Towards this goal, a key study by Abdrabou et al. [3] described multi-omics profiling encompassing metabolomics and transcriptomics to investigate metabolic perturbations associated with P. falciparum infection and its influence on the host adaptive immune response. By integrating metabolomics and blood transcriptomic profiling data derived from a cohort of paired P. falciparum infected and uninfected children in Burkina Faso, they demonstrated that the elevation of pregnenolone and androgen steroids plasma levels has a suppressive immunomodulatory effect on T-cells during infection. They also showed that this effect is mediated by changes in the expression of genes implicated in T-cell exhaustion and activation pathways [3]. This study exemplifies the potential of integrative metabolomics in providing insights into the factors contributing to variation in the human immune response to malaria parasite infection.

Clinical tolerance

Clinical tolerance towards Plasmodium infection is another factor that influences the course and outcome of human infection [32]. Clinical tolerance, a form of acquired immunity that prevents drastic metabolic disruptions and thus preserves life, includes both anti-Plasmodium mechanisms that facilitate parasite clearance, and immunoregulatory mechanisms that limit immunopathology [32]. Integrative metabolomics has proven invaluable in providing insights into the coordinated mechanisms underlying disease tolerance at the molecular and cellular levels [9]. Gardinassi et al. [33] used an integrative metabolomics-transcriptomics approach to identify coordinated gene expression and metabolic mechanisms that differentiate naïve and semi-immune human subjects in a controlled P. vivax study [33,34]. Transcriptomic profiling of whole blood demonstrated that previous exposure to P. vivax was associated with increased gene expression of myeloid cells, blood coagulation, and inflammatory responses, as well as downregulation of genes implicated in T-cell activation. Concurrently, plasma metabolomics showed differences in the host metabolic pathways of previously exposed subjects compared to those who were not infected; naïve individuals showed higher levels of immunomodulatory tryptophan catabolism metabolites such as kynurenine [33]. The integration of both omics datasets made it possible to link the transcriptional profile of myeloid cells and T lymphocytes, and the metabolic response during P. vivax infection. The study also underscored the significant roles of blood coagulation and platelet responses in disease tolerance to Plasmodium infection[33]. In agreement, an independent study by Vinhaes et al. [32] showed elevated levels of proinflammatory cytokines in symptomatic P. falciparum infections and greater perturbation in IL-10 and fibrinogen levels in asymptomatic infections.

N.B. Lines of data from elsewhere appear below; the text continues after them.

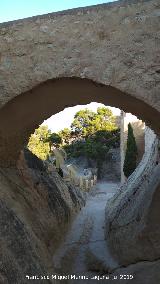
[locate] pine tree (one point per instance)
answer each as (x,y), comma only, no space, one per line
(130,161)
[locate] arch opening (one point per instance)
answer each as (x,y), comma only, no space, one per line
(23,114)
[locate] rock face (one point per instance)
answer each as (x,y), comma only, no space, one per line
(36,208)
(107,53)
(132,218)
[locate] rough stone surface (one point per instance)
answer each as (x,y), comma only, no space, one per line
(116,45)
(132,215)
(36,208)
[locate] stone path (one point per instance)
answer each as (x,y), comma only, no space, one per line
(84,250)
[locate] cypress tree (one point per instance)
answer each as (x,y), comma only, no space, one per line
(130,161)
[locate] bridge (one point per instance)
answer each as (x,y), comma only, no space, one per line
(108,53)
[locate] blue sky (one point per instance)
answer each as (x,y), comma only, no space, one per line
(18,9)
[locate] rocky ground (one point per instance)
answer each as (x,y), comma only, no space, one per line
(84,250)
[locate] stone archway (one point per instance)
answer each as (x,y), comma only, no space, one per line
(20,116)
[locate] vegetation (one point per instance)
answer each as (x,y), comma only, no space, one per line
(92,134)
(130,161)
(39,142)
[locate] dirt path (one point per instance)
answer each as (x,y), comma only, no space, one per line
(84,250)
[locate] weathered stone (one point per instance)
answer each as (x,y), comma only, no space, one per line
(117,63)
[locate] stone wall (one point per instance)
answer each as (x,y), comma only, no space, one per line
(132,215)
(107,53)
(79,176)
(36,208)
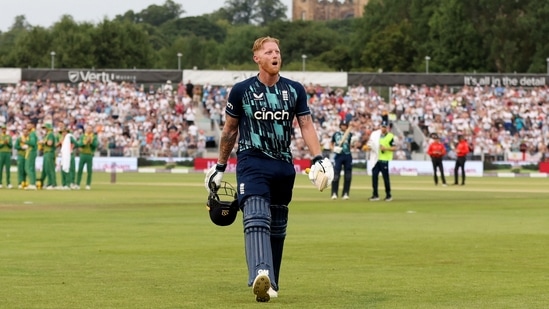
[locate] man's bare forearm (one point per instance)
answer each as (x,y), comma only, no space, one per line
(226,145)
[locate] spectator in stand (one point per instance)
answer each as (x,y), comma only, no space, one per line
(437,151)
(462,149)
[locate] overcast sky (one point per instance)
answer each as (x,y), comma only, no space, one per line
(47,12)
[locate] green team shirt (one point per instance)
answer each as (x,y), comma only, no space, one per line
(5,143)
(50,137)
(87,148)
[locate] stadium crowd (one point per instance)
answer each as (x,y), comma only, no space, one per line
(138,120)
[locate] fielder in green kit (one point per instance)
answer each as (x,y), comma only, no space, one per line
(5,155)
(30,157)
(21,147)
(88,144)
(50,143)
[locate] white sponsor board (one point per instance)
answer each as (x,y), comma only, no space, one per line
(121,164)
(472,168)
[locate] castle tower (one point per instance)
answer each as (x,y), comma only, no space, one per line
(327,9)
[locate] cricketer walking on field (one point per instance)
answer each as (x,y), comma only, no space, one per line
(68,168)
(88,144)
(5,156)
(50,142)
(21,147)
(30,156)
(260,113)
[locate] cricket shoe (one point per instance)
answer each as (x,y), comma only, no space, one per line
(261,287)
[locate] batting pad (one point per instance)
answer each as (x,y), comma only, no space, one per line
(257,236)
(279,214)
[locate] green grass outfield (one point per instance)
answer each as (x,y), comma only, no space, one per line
(147,242)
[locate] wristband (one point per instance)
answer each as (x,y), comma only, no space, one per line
(221,167)
(316,159)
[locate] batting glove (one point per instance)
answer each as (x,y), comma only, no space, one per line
(321,173)
(214,177)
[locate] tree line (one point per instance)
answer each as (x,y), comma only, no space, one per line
(454,36)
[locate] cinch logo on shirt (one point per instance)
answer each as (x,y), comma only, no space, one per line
(264,114)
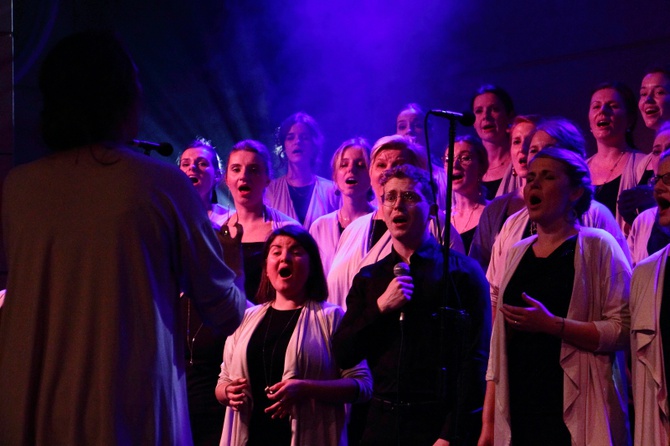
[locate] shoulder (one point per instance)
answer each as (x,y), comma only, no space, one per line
(360,224)
(595,235)
(330,310)
(324,220)
(277,183)
(323,182)
(374,270)
(647,216)
(500,203)
(597,242)
(644,267)
(280,218)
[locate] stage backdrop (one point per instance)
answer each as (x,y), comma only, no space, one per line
(233,70)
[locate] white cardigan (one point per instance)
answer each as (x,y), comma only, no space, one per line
(308,356)
(594,407)
(650,391)
(598,216)
(630,177)
(322,202)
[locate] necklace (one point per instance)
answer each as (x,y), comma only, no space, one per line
(268,373)
(225,229)
(463,228)
(372,230)
(609,175)
(190,342)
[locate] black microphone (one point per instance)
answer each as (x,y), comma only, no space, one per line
(401,269)
(163,148)
(466,118)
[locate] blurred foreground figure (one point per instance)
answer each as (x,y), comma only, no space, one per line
(100,242)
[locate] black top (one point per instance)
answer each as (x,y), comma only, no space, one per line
(467,238)
(301,196)
(265,358)
(534,372)
(411,352)
(252,253)
(492,188)
(377,229)
(664,322)
(659,238)
(646,176)
(608,194)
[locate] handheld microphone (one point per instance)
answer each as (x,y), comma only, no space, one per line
(466,118)
(162,148)
(401,269)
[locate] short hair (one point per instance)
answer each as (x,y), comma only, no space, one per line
(202,143)
(253,146)
(415,174)
(416,157)
(664,69)
(665,127)
(312,125)
(629,104)
(412,107)
(526,119)
(89,89)
(316,286)
(478,150)
(565,132)
(357,142)
(500,93)
(577,171)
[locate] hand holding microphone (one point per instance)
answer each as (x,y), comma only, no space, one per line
(399,291)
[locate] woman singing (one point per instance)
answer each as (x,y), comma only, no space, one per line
(563,314)
(278,377)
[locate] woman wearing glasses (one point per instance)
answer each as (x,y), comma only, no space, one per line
(470,165)
(367,240)
(650,327)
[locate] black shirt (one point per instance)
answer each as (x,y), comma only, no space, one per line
(411,352)
(534,371)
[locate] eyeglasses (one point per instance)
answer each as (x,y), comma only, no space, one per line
(464,160)
(409,197)
(665,178)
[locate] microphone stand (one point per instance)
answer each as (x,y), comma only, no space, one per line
(455,317)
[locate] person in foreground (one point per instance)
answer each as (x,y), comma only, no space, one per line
(650,316)
(278,377)
(89,341)
(394,323)
(563,312)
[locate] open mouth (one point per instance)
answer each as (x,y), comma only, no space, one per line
(663,204)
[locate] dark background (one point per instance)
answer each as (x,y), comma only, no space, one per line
(234,70)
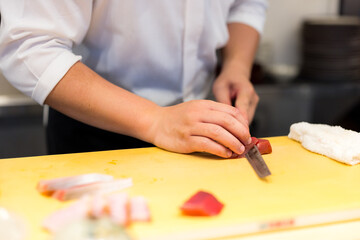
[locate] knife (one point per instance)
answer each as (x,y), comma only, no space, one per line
(257,162)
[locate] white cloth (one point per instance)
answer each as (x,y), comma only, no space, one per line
(163,50)
(332,141)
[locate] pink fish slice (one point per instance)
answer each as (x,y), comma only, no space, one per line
(49,186)
(91,189)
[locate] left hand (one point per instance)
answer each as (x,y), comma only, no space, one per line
(234,87)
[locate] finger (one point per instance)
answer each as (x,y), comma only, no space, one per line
(204,144)
(222,93)
(252,108)
(220,135)
(242,103)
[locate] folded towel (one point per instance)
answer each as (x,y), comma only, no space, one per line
(332,141)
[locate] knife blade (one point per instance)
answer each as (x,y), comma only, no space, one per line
(257,162)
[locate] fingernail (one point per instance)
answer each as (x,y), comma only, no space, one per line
(242,149)
(229,153)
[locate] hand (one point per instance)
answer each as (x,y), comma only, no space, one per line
(233,87)
(201,126)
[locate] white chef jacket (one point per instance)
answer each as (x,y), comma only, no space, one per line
(162,50)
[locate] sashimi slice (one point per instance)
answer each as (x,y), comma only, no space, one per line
(91,189)
(202,204)
(139,209)
(50,185)
(57,220)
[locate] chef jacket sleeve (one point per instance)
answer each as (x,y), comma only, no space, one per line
(249,12)
(36,40)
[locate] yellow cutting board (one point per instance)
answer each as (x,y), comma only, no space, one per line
(304,189)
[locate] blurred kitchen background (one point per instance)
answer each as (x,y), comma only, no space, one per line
(307,69)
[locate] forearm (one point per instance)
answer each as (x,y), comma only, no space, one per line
(239,53)
(84,95)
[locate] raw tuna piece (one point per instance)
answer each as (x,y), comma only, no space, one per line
(262,144)
(139,210)
(49,186)
(202,204)
(91,189)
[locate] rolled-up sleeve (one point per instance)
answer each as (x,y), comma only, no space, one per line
(36,40)
(250,12)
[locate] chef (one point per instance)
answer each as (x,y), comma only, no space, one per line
(134,73)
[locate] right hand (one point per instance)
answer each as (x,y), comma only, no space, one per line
(201,126)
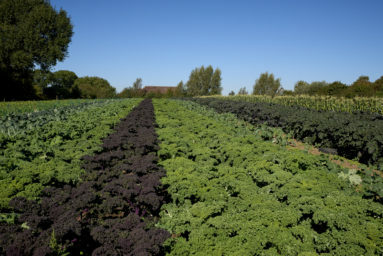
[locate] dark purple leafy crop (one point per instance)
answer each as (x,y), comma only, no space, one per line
(110,212)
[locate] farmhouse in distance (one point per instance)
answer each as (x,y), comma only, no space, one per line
(159,89)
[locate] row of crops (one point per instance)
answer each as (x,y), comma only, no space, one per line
(326,103)
(352,135)
(98,181)
(18,107)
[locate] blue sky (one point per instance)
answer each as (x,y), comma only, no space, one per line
(161,41)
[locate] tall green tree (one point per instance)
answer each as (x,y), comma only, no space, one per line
(242,91)
(204,81)
(94,87)
(181,89)
(62,85)
(301,87)
(266,84)
(32,33)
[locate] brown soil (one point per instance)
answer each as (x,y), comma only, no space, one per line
(345,163)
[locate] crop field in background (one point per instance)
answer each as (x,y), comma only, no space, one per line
(195,176)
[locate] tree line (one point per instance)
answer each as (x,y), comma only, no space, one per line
(267,84)
(34,37)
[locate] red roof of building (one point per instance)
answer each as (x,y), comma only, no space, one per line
(159,89)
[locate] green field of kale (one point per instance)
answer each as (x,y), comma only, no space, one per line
(182,177)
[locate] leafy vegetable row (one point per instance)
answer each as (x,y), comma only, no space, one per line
(327,103)
(234,194)
(50,154)
(20,123)
(111,212)
(351,135)
(18,107)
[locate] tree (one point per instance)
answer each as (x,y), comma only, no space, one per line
(301,87)
(62,85)
(378,87)
(316,86)
(267,85)
(204,81)
(242,91)
(41,80)
(32,33)
(334,89)
(94,87)
(181,90)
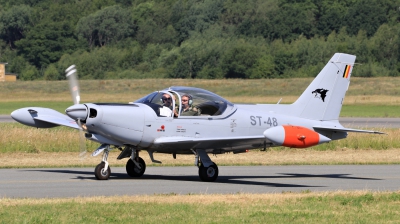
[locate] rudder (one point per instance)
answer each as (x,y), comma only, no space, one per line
(323,98)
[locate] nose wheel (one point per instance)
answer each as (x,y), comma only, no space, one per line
(136,167)
(101,172)
(208,174)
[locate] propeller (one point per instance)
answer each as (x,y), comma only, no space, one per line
(71,75)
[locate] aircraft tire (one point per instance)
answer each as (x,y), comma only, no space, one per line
(133,171)
(208,174)
(100,173)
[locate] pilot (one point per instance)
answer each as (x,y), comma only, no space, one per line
(187,108)
(167,103)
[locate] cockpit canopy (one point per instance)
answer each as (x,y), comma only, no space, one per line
(204,102)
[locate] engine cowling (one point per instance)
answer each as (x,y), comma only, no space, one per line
(294,136)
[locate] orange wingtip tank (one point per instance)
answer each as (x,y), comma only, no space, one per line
(294,136)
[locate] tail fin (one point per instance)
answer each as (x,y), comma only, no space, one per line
(323,98)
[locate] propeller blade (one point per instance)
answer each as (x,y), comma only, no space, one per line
(82,143)
(71,75)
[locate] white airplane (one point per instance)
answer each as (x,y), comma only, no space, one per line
(202,122)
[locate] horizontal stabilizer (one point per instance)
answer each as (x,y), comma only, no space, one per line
(347,130)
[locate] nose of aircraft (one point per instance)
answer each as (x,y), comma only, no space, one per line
(22,116)
(77,111)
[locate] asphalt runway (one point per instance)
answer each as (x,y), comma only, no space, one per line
(74,182)
(350,122)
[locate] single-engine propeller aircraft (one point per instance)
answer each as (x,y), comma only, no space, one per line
(187,120)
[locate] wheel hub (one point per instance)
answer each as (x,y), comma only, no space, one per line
(210,172)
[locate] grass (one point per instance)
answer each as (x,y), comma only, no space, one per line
(22,146)
(286,207)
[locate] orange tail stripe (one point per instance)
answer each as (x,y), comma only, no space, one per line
(294,137)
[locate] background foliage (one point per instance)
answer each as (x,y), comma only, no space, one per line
(112,39)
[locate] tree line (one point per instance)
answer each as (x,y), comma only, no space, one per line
(207,39)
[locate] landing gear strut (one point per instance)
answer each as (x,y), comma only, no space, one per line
(135,166)
(208,170)
(102,170)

Dual transcriptomic profiling of host and parasite

In blood stage malaria

The interconnectedness of host and Plasmodium metabolisms in vivo makes it particularly challenging to distinguish profiles associated with either the host or the parasite. Integrating transcriptomic data is therefore fundamental for determining how human and Plasmodium gene expression impact one another and how this ultimately impacts the metabolome and vice versa during infection (see Figure 2). Yamagishi et al. [35] first described the transcriptomic interaction of the human host and P. falciparum gene expression using a dual Tag RNA sequencing method on peripheral blood from infected subjects. Increased expression of CD163 (a haptoglobin receptor found on the surface of macrophages that plays a role in clearance and endocytosis of hemoglobin complexes) was found in patients with a greater number of P. falciparum RNA Tags, and expression of genes coding for nucleolin, lactotransferrin, RNF34 (ring finger protein 34, E3 ubiquitin protein ligase), and SAMD1 was found to be associated with the severity of infection. There was also increased expression of the P. falciparum pyruvate kinase gene PFF1300w in patients < 20 years of age, correlated with higher disease severity [35].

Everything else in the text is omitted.